Stat/Biostat 550 (2007): Lab 3: PHASE and MORGAN/kin
Due: Thursday Nov 8, 2007
This week's lab will cover two programs.
Note that some write-up is requested for each program.
The program PHASE is due to Matthew Stephens, and produces
estimates of haplotypes of individuals given their genotypes at mutiple loci.
It uses a model for similarities among haplotypes in a population, and samples
phasings of the genotypic data under this model.
The second program is a MORGAN program,
kin, which computes the kinship coefficient between specified pairs
of individuals, and the inbreeding coefficient of specified individuals.
Remember that if you did not discover how to put the
source ~statgen/.statgen.cshrc
into your own .cshrc (or equiv.)
file, you will need to give this command each
time you log on, to access the statgen programs.
A: PHASE Assignment
A1) Try applying Clark's algorithm (by hand) to estimate the
haplotypes of each individual given the following genotype data on 5
SNPs in 6 individuals. I have reformatted the data, so each pair of
digits is the genotype at a SNP locus, and each row is an individual.
Does the algorithm give a unique solution?
| 10, 10, 10, 10, 10
|
| 00, 00, 00, 11, 10
|
| 00, 00, 00, 10, 00
|
| 10, 10, 10, 11, 00
|
| 11, 11, 11, 11, 00
|
| 00, 00, 00, 10, 11
|
A2) Use the PHASE program
to estimate the haplotype
frequencies and haplotypes for each individual in the problem above.
The data set in the file phase.inp is the same data as above,
but in Matthew Stephens' format!
Compare
your estimates with the estimates you get from Clark's algorithm.
To run PHASE:
1. Go to the small PHASE example input data file
phase.inp.
Copy the PHASE example file
phase.inp, into your b550 working directory on abacus
-- or to wherever you want
to run PHASE.
2. run PHASE by typing, for example :
% PHASE phase.inp phase.out
The program prints some information to the screen and also produces
several output files with names starting phase.out_... .

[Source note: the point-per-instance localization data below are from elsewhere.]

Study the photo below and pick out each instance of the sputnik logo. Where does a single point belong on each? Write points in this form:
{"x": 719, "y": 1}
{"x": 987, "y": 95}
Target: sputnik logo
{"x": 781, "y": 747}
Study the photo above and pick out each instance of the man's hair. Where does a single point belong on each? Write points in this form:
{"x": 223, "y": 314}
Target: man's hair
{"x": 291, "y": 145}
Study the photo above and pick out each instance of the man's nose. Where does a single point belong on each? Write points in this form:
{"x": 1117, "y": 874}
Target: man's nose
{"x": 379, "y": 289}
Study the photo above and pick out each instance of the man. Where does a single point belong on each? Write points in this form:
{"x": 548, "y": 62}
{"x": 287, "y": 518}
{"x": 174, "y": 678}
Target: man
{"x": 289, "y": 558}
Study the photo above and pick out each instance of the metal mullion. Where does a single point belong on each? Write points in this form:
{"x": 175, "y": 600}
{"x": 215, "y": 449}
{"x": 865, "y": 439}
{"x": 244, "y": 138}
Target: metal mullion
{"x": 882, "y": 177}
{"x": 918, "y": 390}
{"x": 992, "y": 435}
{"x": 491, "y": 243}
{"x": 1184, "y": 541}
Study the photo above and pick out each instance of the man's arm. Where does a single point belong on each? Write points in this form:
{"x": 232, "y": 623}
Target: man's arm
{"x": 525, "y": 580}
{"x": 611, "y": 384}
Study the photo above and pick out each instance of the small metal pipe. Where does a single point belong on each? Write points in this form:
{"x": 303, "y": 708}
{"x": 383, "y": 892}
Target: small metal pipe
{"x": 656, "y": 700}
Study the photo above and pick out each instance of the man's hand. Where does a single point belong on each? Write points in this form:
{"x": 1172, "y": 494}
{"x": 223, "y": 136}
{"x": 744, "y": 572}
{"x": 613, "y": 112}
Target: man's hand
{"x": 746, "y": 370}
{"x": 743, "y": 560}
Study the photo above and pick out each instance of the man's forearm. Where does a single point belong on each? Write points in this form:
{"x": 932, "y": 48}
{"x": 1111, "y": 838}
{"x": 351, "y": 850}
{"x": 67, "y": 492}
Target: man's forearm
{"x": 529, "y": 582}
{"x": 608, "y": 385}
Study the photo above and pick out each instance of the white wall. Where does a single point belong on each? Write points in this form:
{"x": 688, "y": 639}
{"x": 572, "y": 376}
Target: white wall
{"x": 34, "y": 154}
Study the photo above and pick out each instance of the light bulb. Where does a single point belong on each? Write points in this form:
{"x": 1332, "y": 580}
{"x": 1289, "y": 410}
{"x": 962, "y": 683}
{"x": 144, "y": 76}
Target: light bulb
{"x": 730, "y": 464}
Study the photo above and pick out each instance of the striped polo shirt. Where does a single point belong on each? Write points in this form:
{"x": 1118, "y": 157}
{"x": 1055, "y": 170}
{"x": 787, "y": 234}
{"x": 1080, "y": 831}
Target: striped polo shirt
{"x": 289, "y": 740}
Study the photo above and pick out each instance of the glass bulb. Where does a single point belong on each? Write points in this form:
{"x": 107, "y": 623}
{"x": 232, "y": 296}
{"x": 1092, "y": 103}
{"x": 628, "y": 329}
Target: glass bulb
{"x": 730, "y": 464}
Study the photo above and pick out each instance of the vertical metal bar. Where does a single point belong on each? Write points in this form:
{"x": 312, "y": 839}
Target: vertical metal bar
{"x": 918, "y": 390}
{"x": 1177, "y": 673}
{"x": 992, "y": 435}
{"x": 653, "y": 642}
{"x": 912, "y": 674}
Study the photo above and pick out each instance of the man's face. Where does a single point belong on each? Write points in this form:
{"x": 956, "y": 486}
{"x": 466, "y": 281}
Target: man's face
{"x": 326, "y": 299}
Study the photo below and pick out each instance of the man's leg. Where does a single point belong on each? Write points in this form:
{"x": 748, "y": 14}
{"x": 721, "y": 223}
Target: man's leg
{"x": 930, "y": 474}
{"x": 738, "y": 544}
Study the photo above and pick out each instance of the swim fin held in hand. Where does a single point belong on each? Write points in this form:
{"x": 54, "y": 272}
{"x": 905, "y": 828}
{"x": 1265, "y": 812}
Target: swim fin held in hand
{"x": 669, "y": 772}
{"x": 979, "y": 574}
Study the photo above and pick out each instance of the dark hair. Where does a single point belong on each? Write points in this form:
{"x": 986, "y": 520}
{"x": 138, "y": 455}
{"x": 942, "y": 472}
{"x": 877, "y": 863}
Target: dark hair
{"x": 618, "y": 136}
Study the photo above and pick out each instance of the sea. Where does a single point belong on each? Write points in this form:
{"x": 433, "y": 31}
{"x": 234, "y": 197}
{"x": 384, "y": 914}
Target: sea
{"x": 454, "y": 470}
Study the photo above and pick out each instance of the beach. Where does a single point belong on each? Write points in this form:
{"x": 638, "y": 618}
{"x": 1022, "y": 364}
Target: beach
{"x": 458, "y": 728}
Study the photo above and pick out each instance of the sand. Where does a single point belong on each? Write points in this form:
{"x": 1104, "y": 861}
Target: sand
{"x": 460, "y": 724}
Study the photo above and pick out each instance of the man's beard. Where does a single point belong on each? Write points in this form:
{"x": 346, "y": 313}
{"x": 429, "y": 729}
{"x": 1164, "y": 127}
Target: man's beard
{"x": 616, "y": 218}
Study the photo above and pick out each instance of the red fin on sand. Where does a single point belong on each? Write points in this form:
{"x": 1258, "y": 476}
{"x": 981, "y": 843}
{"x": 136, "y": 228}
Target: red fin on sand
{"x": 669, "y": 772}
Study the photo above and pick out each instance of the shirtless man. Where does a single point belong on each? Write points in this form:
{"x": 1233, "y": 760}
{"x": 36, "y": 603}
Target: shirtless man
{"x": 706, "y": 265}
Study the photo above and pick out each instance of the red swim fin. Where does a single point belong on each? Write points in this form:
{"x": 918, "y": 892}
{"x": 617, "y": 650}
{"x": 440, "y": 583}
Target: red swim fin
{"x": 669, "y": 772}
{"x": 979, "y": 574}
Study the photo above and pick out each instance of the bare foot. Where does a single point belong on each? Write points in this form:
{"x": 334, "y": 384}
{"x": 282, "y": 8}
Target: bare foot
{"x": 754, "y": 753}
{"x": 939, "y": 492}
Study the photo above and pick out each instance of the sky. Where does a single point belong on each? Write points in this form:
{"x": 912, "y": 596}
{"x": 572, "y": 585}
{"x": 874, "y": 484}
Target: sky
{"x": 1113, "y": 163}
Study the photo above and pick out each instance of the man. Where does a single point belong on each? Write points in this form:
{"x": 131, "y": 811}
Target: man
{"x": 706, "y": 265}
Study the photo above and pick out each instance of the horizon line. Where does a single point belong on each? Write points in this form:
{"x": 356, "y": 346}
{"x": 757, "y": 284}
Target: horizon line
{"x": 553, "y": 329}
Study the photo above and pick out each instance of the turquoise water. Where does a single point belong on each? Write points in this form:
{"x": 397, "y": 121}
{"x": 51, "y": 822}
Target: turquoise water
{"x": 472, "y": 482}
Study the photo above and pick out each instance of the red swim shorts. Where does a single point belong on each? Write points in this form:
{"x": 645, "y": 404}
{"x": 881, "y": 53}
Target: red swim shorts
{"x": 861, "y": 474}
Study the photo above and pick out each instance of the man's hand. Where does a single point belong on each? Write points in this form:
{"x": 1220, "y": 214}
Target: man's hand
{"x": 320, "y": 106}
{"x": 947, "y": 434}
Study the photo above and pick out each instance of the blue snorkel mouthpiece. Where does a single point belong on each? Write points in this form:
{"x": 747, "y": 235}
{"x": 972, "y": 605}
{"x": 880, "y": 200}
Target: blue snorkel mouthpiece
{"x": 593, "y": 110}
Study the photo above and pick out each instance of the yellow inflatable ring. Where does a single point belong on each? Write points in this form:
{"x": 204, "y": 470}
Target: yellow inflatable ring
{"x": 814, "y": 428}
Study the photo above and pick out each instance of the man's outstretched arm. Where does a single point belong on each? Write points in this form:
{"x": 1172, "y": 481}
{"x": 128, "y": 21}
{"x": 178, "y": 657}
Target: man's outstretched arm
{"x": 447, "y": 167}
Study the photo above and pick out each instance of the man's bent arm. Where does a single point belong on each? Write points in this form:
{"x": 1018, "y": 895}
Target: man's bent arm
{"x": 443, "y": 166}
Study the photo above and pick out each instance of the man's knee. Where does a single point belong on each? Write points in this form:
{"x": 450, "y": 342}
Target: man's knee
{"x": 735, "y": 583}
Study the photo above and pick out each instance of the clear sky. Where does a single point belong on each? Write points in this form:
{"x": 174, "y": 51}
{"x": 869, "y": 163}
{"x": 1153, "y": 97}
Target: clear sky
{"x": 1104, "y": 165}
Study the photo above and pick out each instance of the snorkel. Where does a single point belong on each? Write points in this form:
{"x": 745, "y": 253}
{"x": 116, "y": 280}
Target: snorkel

3. examine the output in the file
phase.out_pairs (which lists the most probable haplotype pairs
for each individual, along with their estimated probabilities), and
the file phase.out_freqs which gives estimates of
the population frequencies of each haplotype.
Write a couple of brief paragraphs explaining the output, and comparing
the results with Clark's algorithm.
Here
are the full
instructions for the PHASE software, if you need
them, or are interested in understanding the input format etc.
However, if you have problems, the first thing to do is to email me!
(The PHASE instructions are still here as of Oct 23, 2007, but
may go now that Matthew Stephens has left UW--
but they will still be somewhere on the web -- try Google if interested.
Also, if you are into this area, you may wish to try the more modern
FastPhase, which is available through
Mathew Stephens page at Chicago.)
B: MORGAN/kin assignment
B1 Practising Using Kin:
Again, we will use the example in the
MORGAN Tutorial and downloaded examples for
practice. You can find out more about kin in
Chapter 4 of the
online tutorial.
In the MORGAN_Examples directory you downloaded for Lab-1,
there is a subdirectory IBD. Go into ("cd") this
subdirectory. There is a parameter file
jv_rep_kin.par which specifies the pedigree file
jv_rep.ped.
Take a look at jv_rep.ped.
As the name suggests, this pedigree is just 2 copies of our usual
JV pedigree.
The first two parameter statements specify that there are 30
individuals in the
pedigree, each of whom has the usual trio of names, followed by 2 integers.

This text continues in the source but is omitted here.